Das Eintauchen in die Soundästhetik der 70er und 80er erlaubt The Neighbourhood, sich von ihrem melancholischen Indierock-Sadboy-Image wegzubewegen und nicht nur optisch, sondern auch musikalisch völlig in dieser von ihnen kreierten silbern-monochromen Welt aufzugehen. Diese neue Band, welche Chip Chrome & The Mono-Tones verkörpern, ist quasi eine fröhlichere, aufpolierte Version von The Neighbourhood, aber mit dunkleren, unergründlichen Gedanken.

Jesse Rutherford als Chip Chrome

Alex McDonnell

Sänger Jesse Rutherford als sein Alter-Ego Chip Chrome.

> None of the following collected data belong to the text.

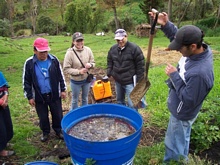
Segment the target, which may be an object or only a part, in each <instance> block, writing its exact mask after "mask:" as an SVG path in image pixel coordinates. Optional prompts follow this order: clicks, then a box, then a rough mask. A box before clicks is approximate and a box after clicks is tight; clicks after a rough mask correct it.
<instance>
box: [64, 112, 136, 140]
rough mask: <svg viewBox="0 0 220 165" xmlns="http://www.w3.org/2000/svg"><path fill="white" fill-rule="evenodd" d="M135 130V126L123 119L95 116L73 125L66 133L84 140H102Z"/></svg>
mask: <svg viewBox="0 0 220 165" xmlns="http://www.w3.org/2000/svg"><path fill="white" fill-rule="evenodd" d="M135 131H136V130H135V128H134V127H133V126H132V125H131V124H129V123H128V121H126V120H125V119H122V118H117V117H108V116H99V117H96V116H95V117H89V118H87V119H85V120H82V121H80V122H79V123H77V124H75V125H73V126H72V127H71V128H70V129H69V131H68V134H69V135H71V136H74V137H76V138H79V139H83V140H86V141H96V142H104V141H111V140H117V139H121V138H124V137H127V136H129V135H131V134H133V133H134V132H135Z"/></svg>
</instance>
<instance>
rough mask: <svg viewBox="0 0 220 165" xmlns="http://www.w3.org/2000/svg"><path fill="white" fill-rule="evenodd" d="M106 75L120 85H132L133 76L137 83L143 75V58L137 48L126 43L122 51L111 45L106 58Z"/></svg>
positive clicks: (143, 64) (140, 49)
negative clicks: (106, 70) (136, 81)
mask: <svg viewBox="0 0 220 165" xmlns="http://www.w3.org/2000/svg"><path fill="white" fill-rule="evenodd" d="M107 75H108V77H110V76H112V77H113V78H114V79H115V80H116V81H117V82H119V83H120V84H122V85H127V84H132V83H133V76H134V75H137V81H138V80H139V79H140V78H141V77H142V76H143V75H144V56H143V52H142V50H141V49H140V47H139V46H137V45H136V44H134V43H131V42H129V41H127V43H126V45H125V47H124V49H122V50H121V48H119V47H118V44H115V45H113V46H112V47H111V48H110V50H109V52H108V57H107Z"/></svg>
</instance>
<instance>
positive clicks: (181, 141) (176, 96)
mask: <svg viewBox="0 0 220 165" xmlns="http://www.w3.org/2000/svg"><path fill="white" fill-rule="evenodd" d="M149 14H150V15H151V16H152V17H153V18H154V17H155V14H154V13H152V12H149ZM158 23H159V24H161V30H162V31H163V32H164V33H165V35H166V36H167V37H168V38H169V39H170V41H171V43H170V45H169V47H168V49H169V50H176V51H179V52H180V53H181V54H182V57H181V59H180V60H179V62H178V66H177V67H174V66H173V65H171V64H167V66H166V69H165V73H166V74H167V76H168V77H169V79H168V80H167V81H166V83H167V85H168V87H169V96H168V99H167V104H168V108H169V110H170V113H171V115H170V120H169V123H168V128H167V131H166V136H165V156H164V163H169V162H170V161H177V162H180V161H181V160H184V161H188V153H189V144H190V134H191V128H192V124H193V123H194V121H195V120H196V118H197V116H198V114H199V111H200V109H201V107H202V103H203V101H204V99H205V98H206V96H207V95H208V93H209V92H210V90H211V89H212V87H213V84H214V73H213V57H212V51H211V49H210V47H209V46H208V45H207V44H205V43H204V42H203V37H204V34H203V32H202V30H201V29H199V28H198V27H196V26H193V25H186V26H183V27H181V28H180V29H179V30H178V29H177V27H176V26H175V25H174V24H173V23H172V22H170V21H169V19H168V15H167V13H165V12H163V13H159V16H158Z"/></svg>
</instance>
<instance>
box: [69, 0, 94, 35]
mask: <svg viewBox="0 0 220 165" xmlns="http://www.w3.org/2000/svg"><path fill="white" fill-rule="evenodd" d="M89 2H90V1H89V0H85V1H81V0H78V1H75V2H71V3H69V4H68V5H67V9H66V12H65V21H66V24H67V27H68V30H69V31H70V32H72V33H74V32H76V31H80V32H81V33H85V32H88V29H89V28H88V25H89V22H90V20H91V7H90V3H89ZM73 13H74V14H73Z"/></svg>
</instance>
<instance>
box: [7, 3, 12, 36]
mask: <svg viewBox="0 0 220 165" xmlns="http://www.w3.org/2000/svg"><path fill="white" fill-rule="evenodd" d="M6 3H7V9H8V17H7V18H8V20H9V29H10V33H11V36H14V29H13V18H14V1H13V0H6Z"/></svg>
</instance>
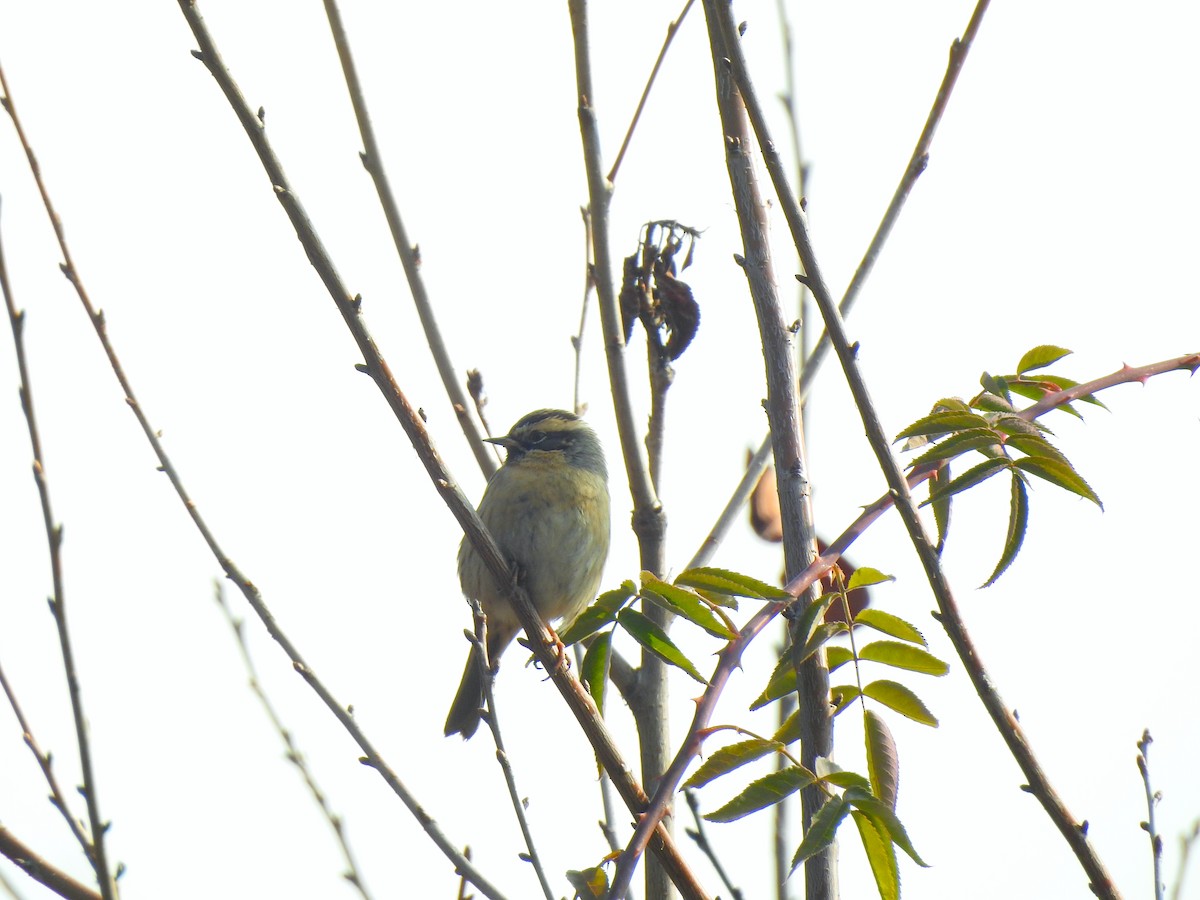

Charmant, genial und unergründlich

Sänger und Kopf der Band Jesse Rutherford hat sein musikalisches Mastermind und seine wandelbare Stimme erneut unter Beweis gestellt. „Chip Chrome & The Mono-Tones“ ist eine ganz bewusste Abgrenzung vom bisherigen Sound, denn die Idee des silbernen Aliens und der außerirdischen Band entspringt hauptsächlich Jesses Fantasie. Er habe Schwierigkeiten gehabt, die richtigen Worte zu finden, um das auszudrücken, was ihn beschäftigt, obwohl das als Songschreiber und Sänger sein Job sei. Chip Chrome war der Schlüssel, die Stimme, durch die er endlich die richtigen Worte aussprechen konnte.

Die Mono-Tones sind eine Metapher für die Stimmen in Jesses Kopf, die immer da sind und nie aufhören zu reden. Einzelne Songzeilen spiegeln seine inneren Konflikte und seine charmante und gleichzeitig unergründliche Genialität wieder - ein Zyniker mit dem Hang zum makabren Humor war Jesse ja schon immer. So hat er beispielsweise seinen Instagram Account an seinem 27. Geburtstag gelöscht, sinnbildlich für sein Zugehörigkeitsgefühl zum Club 27.

I sold my soul a long time ago. I feel like a ghost now.

Den typischen Neighbourhood-Flair hat die Teenie/Tumblr-Kultband trotz komplett neuer Ästhetik vor allem dank Jesses Stimme und durch ihre unverkennbare Fusion aus R’n’B und Indierock-Elementen beibehalten. Es kann darüber gestritten werden, ob das neue Album das beste ist. Es ist aber mit Sicherheit das außergewöhnlichste.